Entrances for vehicles were closed, meaning people arriving had to park in the street, and those leaving struggled to get out.

This caused consternation for those at the market and word of all the drama spread on social media, which turned off event-goers.

Event organisers squabbled over the compliance issues with officials, who warned that the two-day market would be shut down on the Sunday.

It got ugly, with angry patrons quick to blame certain political and racial - even religious - agendas.

Anyway, Munier decided to open his groot bek to get to the bottom of the matter and try to find a solution.

The following morning, the City’s director of Safety and Security, Richard Bosman, announced that the market would be permitted to operate.

After some engagements, he said, they came to an “acceptable compromise” and the market would be up and running and trading from 12pm to 7pm.

SHUT DOWN: The kiddies’ play zone was not compliant

The City’s mayoral committee member for safety and security, JP Smith, also personally called Munier to say the City had made a few concessions and compromises to keep traders and customers happy.

Well done. That was the right approach.

Yes, safety compliance for public events is of primary importance, but the authorities’ first response should not be “Shut it down!”

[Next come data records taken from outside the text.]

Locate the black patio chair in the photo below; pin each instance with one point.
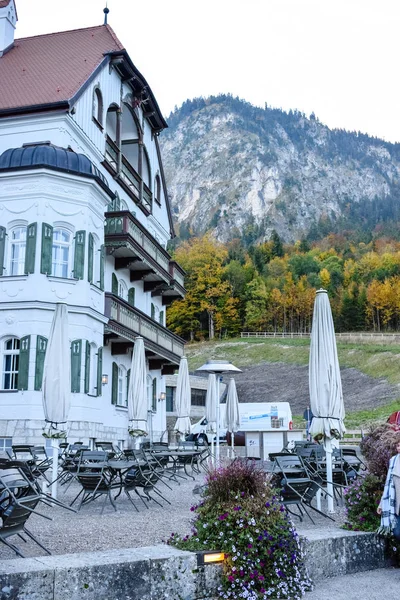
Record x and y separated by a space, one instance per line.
95 478
144 479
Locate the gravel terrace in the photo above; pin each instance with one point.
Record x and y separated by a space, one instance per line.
88 530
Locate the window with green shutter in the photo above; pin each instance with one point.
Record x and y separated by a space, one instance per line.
131 296
114 284
87 367
30 252
102 267
90 257
114 384
2 248
76 352
47 249
23 363
79 257
41 345
99 371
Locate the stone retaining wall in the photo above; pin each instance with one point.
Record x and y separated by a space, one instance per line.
162 572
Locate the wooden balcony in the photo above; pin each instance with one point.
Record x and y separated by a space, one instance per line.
127 322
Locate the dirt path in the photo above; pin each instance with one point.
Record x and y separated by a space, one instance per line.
279 382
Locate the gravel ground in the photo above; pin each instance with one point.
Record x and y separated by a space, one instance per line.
89 531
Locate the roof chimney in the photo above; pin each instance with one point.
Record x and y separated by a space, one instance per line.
8 22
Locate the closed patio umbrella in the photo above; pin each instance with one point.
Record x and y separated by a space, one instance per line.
232 417
137 391
326 397
56 386
182 398
211 408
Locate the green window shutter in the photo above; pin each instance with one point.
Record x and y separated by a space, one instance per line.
23 363
131 296
154 395
99 371
128 378
30 251
114 384
79 258
2 248
90 258
114 284
47 249
76 351
87 367
102 267
41 345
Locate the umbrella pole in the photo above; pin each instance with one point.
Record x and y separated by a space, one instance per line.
329 487
218 417
54 445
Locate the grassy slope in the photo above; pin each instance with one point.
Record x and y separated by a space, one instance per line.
373 359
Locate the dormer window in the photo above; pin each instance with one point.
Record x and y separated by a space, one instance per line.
98 107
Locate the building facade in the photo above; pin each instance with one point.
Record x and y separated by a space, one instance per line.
85 220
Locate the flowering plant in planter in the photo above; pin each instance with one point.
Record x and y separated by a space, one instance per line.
242 516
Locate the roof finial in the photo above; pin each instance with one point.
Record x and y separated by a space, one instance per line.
106 10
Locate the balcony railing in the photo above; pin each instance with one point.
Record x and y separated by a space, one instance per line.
112 153
124 223
147 198
140 324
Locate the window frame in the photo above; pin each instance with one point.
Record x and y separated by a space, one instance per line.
98 107
17 243
69 245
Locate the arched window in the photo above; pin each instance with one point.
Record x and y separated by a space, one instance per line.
61 253
98 106
130 137
157 189
112 123
9 380
17 250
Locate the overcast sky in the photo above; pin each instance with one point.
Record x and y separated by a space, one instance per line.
338 58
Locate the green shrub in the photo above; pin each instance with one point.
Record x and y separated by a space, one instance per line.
241 515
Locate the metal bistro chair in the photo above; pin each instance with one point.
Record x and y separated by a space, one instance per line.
298 488
143 476
95 478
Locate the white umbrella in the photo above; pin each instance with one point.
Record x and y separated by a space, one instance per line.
326 397
137 392
56 386
232 417
182 398
211 407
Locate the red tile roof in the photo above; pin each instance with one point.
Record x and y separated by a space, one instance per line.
47 69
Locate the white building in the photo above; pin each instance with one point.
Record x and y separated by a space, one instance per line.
84 219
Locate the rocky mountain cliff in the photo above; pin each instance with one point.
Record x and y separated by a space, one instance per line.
242 171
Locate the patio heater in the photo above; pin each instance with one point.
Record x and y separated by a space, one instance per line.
218 367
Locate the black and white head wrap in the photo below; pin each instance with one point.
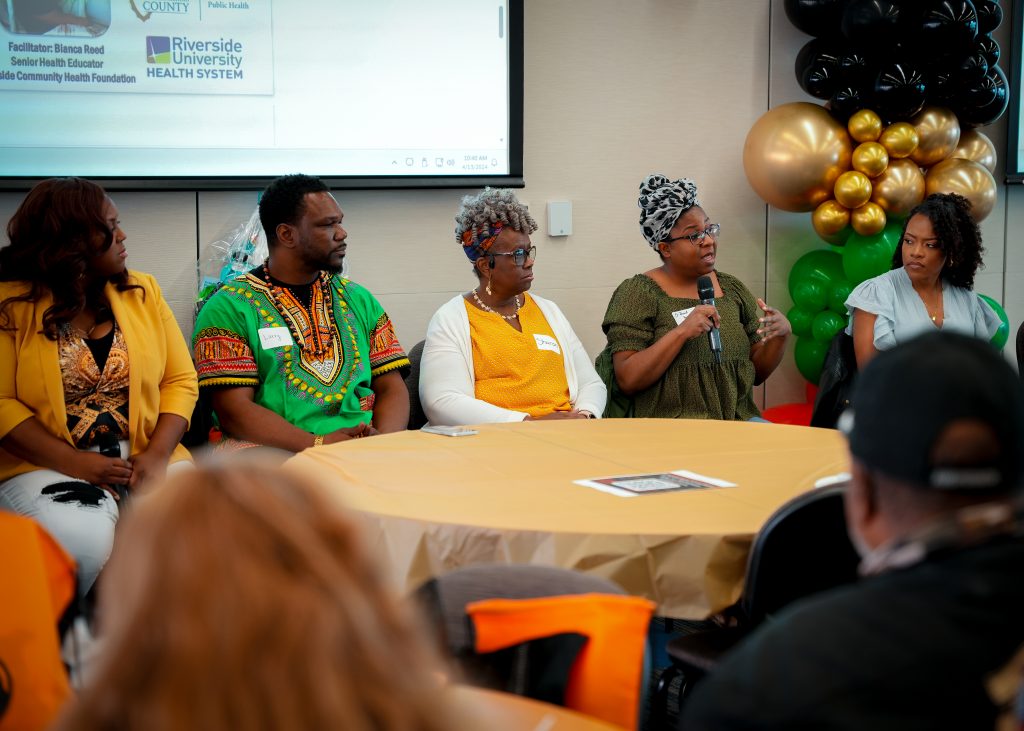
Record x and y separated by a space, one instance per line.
662 203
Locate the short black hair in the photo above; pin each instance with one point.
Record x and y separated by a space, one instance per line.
957 233
283 202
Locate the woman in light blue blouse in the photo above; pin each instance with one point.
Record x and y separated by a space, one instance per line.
931 283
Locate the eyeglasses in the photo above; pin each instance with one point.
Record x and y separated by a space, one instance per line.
696 239
519 256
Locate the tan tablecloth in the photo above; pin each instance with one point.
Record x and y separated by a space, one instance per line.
504 712
507 496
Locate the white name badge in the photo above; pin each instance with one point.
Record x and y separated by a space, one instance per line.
680 314
274 338
546 342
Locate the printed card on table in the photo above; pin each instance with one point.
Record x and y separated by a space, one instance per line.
633 485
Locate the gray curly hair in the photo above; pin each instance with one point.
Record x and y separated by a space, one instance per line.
483 215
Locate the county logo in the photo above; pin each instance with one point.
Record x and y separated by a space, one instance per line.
158 49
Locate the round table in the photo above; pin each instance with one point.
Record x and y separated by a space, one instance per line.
507 495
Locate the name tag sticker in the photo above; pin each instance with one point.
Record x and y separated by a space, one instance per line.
274 338
546 342
680 314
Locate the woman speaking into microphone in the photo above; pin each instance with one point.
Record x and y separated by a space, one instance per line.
659 360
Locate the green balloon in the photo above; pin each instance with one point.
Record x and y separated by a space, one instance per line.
826 325
838 295
810 294
864 257
1003 333
810 356
839 239
818 265
800 319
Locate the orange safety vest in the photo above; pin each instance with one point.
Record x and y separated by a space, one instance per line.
606 677
37 581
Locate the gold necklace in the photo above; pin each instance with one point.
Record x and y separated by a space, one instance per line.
503 316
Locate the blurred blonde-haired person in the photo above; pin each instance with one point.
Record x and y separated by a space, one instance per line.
241 597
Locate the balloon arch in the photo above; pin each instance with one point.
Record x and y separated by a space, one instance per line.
904 84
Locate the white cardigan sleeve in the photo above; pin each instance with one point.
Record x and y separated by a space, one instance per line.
587 390
446 389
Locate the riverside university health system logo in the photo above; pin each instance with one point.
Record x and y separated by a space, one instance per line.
183 57
158 49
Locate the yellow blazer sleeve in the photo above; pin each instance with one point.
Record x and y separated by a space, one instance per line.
179 387
12 412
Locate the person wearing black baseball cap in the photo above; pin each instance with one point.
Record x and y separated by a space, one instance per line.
933 635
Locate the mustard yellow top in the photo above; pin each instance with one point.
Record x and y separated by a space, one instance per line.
523 372
161 376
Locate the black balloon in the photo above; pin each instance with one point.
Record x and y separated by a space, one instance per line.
856 69
941 87
899 91
815 17
817 69
989 14
985 101
871 22
972 69
988 46
947 25
845 101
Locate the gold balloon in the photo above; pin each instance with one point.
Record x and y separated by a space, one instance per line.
975 145
869 159
794 154
970 179
938 133
899 139
899 188
829 218
868 219
864 126
853 188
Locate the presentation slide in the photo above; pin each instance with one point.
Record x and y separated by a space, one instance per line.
239 88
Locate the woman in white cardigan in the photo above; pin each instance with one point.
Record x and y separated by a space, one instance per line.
498 353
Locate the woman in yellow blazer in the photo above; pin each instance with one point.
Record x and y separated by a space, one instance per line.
96 382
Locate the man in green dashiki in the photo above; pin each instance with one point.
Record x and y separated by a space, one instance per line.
292 354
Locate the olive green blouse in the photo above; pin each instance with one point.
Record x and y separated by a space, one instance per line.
693 386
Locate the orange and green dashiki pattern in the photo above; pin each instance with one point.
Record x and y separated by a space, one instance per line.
242 339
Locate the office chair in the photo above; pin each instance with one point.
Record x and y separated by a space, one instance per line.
545 633
416 416
803 549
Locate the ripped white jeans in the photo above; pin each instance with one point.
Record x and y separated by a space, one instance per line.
80 516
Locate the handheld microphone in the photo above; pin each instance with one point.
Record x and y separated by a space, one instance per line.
706 291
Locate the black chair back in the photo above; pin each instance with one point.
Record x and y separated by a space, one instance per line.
1020 349
416 416
804 548
836 382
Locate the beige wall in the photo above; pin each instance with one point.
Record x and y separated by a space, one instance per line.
614 90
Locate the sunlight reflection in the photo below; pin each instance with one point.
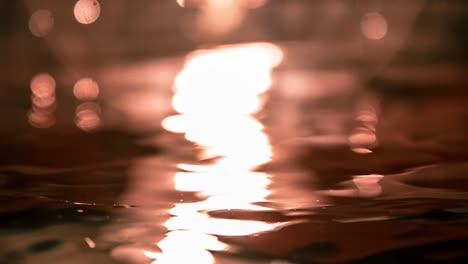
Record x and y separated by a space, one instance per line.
374 26
218 17
216 93
43 100
87 116
41 23
87 11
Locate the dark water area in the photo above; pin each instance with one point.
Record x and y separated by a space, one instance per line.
299 149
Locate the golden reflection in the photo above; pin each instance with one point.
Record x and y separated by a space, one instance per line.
43 100
216 93
87 11
368 185
87 116
374 26
41 23
86 89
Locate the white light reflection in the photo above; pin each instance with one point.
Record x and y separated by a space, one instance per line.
43 101
87 11
41 23
217 91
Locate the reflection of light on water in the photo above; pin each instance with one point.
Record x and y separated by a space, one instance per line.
87 11
368 185
41 23
216 92
87 116
43 101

It should be: “How can we assist you to be compliant? How can we make it easier for you?”

It’s a win-win approach - for event organisers, the City, business and consumers.

2. The second present Munier would like to see under his Christmas tree is: more Anti-Gang Unit cops, kanala.

Can we just pause for a moment to give these guys a round of applause?

Since Police Minister Bheki Cele’s announcement of the deployment of the AGU a couple of months ago, gang-infested communities are already seeing the results.

Community Police Forums have noted a drop in shooting incidents, and the media has reported more arrests than usual in this period.

Well done to SAPS. Thanks for making the communities a bit safer. But please also focus on our local businesses (for reasons stated above) and our schools.

Have a safe and blessed Christmas, mense.